Reading an entire large file into memory or iterating line by line with Python's built-in readline() can be inefficient. The built-in approach makes a system call for every line, which becomes a bottleneck for files with millions of lines. scinexus provides two functions that read data in large chunks and then split into lines, greatly reducing I/O overhead.

`iter_splitlines`

iter_splitlines(path, chunk_size=1_000_000) reads a file in chunks (default 1 MB) and yields individual lines. It correctly handles lines that span chunk boundaries.

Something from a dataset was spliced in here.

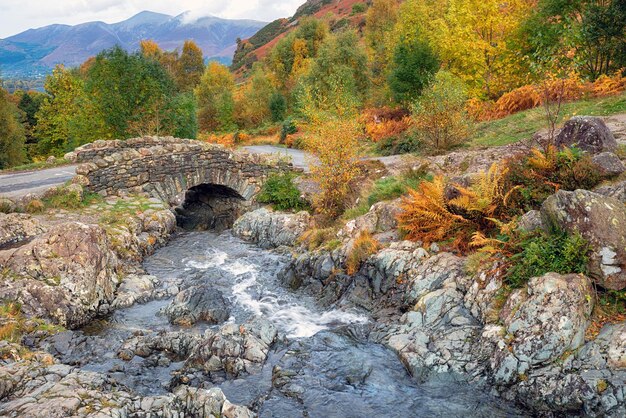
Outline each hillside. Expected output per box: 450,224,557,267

from scinexus.io_util import iter_splitlines

for line in iter_splitlines("large_file.txt"):
    process(line)

`iter_line_blocks`

iter_line_blocks(path, num_lines=1000, chunk_size=5_000_000) builds on iter_splitlines — it accumulates lines into lists of num_lines and yields each list. This is useful when downstream processing works on batches (e.g. FASTA records where each record spans a fixed number of lines).

from scinexus.io_util import iter_line_blocks

for block in iter_line_blocks("large_file.txt", num_lines=1000):
    process_batch(block)  # block is a list of up to 1000 strings

Use iter_splitlines when you need one line at a time. Use iter_line_blocks when your processing naturally operates on batches of lines.